Sergei Rudskoy, head of the Main Operational Directorate of the General Staff and First Deputy Chief of the General Staff, met with Prigozhin only four times between 2012 and 2022, according to Prigozhin’s calendar. However, other evidence points to a deeper connection. A February 2018 letter from Prigozhin’s employees to Rudskoy advocated for increased Russian engagement in Africa, outlining potential geostrategic goals. During the July 2020 arrest of 33 Wagner members in Minsk, Prigozhin’s team urgently drafted a letter to Rudskoy explaining their perspective, indicating an ongoing working relationship. As head of the Main Operational Directorate, Rudskoy holds one of the most prominent positions in planning and executing Russian military operations. As of September 2024, he has weathered Putin’s shakeup of the military leadership and remains in his position, which he has held since 2015.
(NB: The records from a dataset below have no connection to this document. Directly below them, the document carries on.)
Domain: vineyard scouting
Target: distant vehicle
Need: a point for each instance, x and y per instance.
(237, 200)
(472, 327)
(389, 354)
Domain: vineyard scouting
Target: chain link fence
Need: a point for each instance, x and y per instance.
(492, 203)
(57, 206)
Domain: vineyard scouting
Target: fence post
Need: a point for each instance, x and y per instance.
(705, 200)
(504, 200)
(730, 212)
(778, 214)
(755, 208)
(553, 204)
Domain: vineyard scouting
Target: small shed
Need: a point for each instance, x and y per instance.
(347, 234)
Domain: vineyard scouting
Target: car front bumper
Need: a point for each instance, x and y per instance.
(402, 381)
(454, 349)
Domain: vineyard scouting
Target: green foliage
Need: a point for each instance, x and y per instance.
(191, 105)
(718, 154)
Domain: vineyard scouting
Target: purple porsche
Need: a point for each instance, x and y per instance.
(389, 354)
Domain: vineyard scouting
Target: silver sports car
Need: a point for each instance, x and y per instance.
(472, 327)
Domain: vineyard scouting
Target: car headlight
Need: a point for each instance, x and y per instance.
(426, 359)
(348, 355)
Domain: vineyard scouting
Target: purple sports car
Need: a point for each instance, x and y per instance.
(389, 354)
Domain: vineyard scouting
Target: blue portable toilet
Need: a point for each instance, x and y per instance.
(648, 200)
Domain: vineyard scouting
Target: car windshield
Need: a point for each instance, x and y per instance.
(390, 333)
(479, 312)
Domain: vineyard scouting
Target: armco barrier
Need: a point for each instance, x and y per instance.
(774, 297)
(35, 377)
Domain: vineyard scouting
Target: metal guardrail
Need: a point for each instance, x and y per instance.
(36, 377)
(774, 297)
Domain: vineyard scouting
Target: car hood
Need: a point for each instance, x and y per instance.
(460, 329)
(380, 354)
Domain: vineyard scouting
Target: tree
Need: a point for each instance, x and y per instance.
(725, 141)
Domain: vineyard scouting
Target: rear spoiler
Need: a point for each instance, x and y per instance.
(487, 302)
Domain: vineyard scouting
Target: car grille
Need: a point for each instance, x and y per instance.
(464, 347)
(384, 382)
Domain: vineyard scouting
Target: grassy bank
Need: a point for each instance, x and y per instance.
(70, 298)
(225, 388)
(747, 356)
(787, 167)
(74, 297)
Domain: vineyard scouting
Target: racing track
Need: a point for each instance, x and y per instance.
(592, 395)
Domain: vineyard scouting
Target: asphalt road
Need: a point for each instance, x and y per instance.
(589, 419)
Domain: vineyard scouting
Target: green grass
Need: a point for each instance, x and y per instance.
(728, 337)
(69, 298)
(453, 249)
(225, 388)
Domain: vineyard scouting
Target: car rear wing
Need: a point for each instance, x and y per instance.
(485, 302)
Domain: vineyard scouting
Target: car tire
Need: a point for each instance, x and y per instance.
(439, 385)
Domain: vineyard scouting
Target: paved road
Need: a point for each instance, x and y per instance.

A photo of Igor Kostyukov, head of the Main Directorate—better known as the GRU, Russia’s military intelligence agency.

Igor Kostyukov

Igor Kostyukov, head of the Main Directorate—better known as the GRU, Russia’s military intelligence agency—met with Prigozhin 23 times between 2012 and 2022, according to Prigozhin’s calendar.

Vladimir Alekseev

Vladimir Alekseev, First Deputy Head of the GRU, has been a pivotal figure in Russia’s intelligence operations and the GRU’s involvement with irregular military formations. Alekseev's ties to the Wagner Group run deep. During Prigozhin’s June 2023 mutiny, Alekseev appeared in a video attempting to dissuade the mutineers, claiming he had worked with Wagner “from the first day of the existence of the organization.” Internal documents confirm close cooperation between Wagner and the GRU under Alekseev's management in Syria in 2016. Moreover, phone records show Alekseev and Prigozhin in contact at crucial moments, including just before the full-scale invasion of Ukraine and during the mutiny itself.

In January 2022, Alekseevand Prigozhin reportedly clashed over Alekseev's private military company, Redut, recruiting Wagner veterans. Redut, a GRU-run recruiting hub for irregular formations operating in Ukraine, has largely replaced the Wagner Group as the primary means by which the Russian state funnels irregular volunteer units into the Ukraine war effort.

As of late November 2023, Alekseev was seen awarding fighters of the Hispaniola Battalion, a volunteer unit within the Redut system. Post-mutiny reports suggest the GRU assigned all unconventional operations targeting Ukraine to Alekseev, affirming his continued significance in Russia’s military intelligence operations and the GRU’s use of irregular formations.

A photo of Gennady Kornienko, FSIN director from 2012 to 2019.

Gennady Kornienko, Sergei Pavlenko, and the Federal Penitentiary Service (FSIN)

An analysis of Prigozhin’s calendar shows that one of his most frequent contacts was Sergei Vladimirovich Pavlenko, with 821 entries under the code number 575. Pavlenko shares the same name as the Russian official who has led the Federal Penitentiary Service (FSIN) in the Kirov region since 2020. If they are the same man, Prigozhin’s regular coordination with a colonel in Russia’s prison service—along with occasional meetings with other FSIN officials, including at least two with Gennady Kornienko, FSIN director from 2012 to 2019—fits with Wagner’s extensive history of prison recruitment. Many of Wagner’s senior field commanders had criminal backgrounds, with several joining the group immediately after serving prison sentences.